The FAQs provide details as to what constitutes a coronavirus distribution, and what the requirements are in order to be a qualified individual. The FAQs also detail the loan relief under the CARES Act. Some key questions answered in the FAQs are as follows:

  • Coronavirus distributions will generally be included in income ratably over three years, beginning with the year 2020, assuming that 2020 is the year that the distribution is received. A taxpayer may elect to include the entire distribution in gross income for the year of the distribution.
  • Coronavirus distributions can be repaid within three years after the date that the distribution was received. If the distribution is repaid, the taxpayer will have the option to file an amended federal income tax return to claim a refund of the tax attributable to the amount of the distribution that was previously included in income. If the three-year repayment period is not yet closed, no income would need to be included for years remaining after the distribution has been repaid.
  • Employers have the option to adopt the distribution and loan rules under the CARES Act. An employer can decide to what extent they decide to amend the plan provisions to allow for the coronavirus related distributions. Even if an employer does not treat the distribution as coronavirus-related, a qualified individual is able to treat a distribution that meets the requirements of a coronavirus-related distribution as coronavirus-related on the individual's federal income tax return.
  • Retirement plan administrators may rely on an individual’s self-certification that they meet the requirements to be classified as a qualified individual unless the plan administrator knows the individual does not meet the requirements.
  • Qualified individuals can designate eligible distributions from retirement plans on Form 1040 when filing their income tax returns. Form 8915-E (which is expected to be available before the end of 2020) will be used to report the amount of the coronavirus distribution included in income for the year as well as the repayment of these distributions.
  • Retirement Plan Administrators will be required to report the coronavirus-related retirement plan distributions on Form 1099-R even if the repayment takes place in the same year. The IRS is expected to provide more information on how to report these distributions at a later time.

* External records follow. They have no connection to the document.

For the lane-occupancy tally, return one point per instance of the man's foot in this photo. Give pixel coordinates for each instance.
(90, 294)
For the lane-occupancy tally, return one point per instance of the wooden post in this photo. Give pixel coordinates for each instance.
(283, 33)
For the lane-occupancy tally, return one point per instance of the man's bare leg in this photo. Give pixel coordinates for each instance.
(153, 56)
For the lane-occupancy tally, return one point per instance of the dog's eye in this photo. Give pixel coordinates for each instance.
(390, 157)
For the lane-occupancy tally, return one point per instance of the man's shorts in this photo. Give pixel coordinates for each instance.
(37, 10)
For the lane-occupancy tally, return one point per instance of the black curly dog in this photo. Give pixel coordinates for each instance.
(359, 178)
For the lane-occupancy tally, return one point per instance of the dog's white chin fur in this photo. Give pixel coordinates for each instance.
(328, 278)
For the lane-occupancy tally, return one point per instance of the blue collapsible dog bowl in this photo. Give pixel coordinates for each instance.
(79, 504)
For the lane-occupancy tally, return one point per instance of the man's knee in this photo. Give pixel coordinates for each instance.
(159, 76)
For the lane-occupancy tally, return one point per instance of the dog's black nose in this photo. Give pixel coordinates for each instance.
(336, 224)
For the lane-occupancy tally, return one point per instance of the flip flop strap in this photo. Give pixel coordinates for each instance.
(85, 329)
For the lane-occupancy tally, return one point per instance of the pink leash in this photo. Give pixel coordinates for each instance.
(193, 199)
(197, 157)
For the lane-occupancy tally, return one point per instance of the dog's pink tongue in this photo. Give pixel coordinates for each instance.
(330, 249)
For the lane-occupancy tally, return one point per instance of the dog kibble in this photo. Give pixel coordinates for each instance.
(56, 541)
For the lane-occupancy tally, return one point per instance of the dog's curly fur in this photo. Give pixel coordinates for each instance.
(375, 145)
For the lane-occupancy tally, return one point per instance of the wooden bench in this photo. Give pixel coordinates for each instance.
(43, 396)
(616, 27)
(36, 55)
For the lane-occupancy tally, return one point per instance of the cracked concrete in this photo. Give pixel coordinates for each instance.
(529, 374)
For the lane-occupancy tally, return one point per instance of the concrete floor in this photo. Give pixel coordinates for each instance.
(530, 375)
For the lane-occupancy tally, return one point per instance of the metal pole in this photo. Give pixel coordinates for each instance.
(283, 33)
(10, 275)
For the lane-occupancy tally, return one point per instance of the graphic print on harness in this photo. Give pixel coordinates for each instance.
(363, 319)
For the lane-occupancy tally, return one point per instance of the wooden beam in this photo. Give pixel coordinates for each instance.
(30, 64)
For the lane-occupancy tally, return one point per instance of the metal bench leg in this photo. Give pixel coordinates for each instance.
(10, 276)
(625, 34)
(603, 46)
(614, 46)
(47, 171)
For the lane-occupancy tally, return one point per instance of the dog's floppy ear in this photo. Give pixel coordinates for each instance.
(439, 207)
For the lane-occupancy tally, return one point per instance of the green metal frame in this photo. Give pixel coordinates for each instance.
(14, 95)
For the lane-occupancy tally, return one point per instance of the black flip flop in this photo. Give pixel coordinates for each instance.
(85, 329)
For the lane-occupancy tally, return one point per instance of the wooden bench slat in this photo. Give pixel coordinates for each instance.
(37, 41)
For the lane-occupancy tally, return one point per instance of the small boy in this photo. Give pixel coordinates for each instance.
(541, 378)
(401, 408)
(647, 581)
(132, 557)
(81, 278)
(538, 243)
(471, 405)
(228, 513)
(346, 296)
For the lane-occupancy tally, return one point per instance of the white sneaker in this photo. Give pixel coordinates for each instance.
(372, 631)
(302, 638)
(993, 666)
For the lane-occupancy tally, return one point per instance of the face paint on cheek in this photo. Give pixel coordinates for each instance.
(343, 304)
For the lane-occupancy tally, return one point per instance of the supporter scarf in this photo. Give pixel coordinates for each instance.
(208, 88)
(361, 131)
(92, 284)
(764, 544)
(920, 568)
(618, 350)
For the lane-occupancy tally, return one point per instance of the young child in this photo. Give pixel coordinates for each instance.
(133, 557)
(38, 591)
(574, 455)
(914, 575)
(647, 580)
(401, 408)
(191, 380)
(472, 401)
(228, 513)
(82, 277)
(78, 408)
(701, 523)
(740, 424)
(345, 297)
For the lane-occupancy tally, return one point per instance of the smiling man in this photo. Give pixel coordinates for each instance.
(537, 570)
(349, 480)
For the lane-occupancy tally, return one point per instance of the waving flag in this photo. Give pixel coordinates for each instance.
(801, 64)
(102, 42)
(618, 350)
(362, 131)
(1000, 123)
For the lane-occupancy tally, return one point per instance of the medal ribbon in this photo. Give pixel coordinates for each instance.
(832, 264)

If you have any questions about whether any of the provisions in the CARES Act apply to you, or any questions regarding the recently released FAQs, please contact your HBK Tax advisor.

About the Author(s)
Sarah Nicole Gaymon, CPA is a Senior Manager in the Tax Advisory Group at HBK CPAs & Consultants located in the West Palm Beach office, specializing in trusts and estates. Sarah’s background includes tax compliance and tax consulting for high net worth individuals, family groups, trusts, estates, and gift tax issues.
Hill, Barth & King LLC has prepared this material for informational purposes only. Any tax advice contained in this communication (including any attachments) is not intended or written to be used, and cannot be used, for the purpose of (i) avoiding penalties under the Internal Revenue Code or under any state or local tax law or (ii) promoting, marketing or recommending to another party any transaction or matter addressed herein. Please do not hesitate to contact us if you have any questions regarding the matter.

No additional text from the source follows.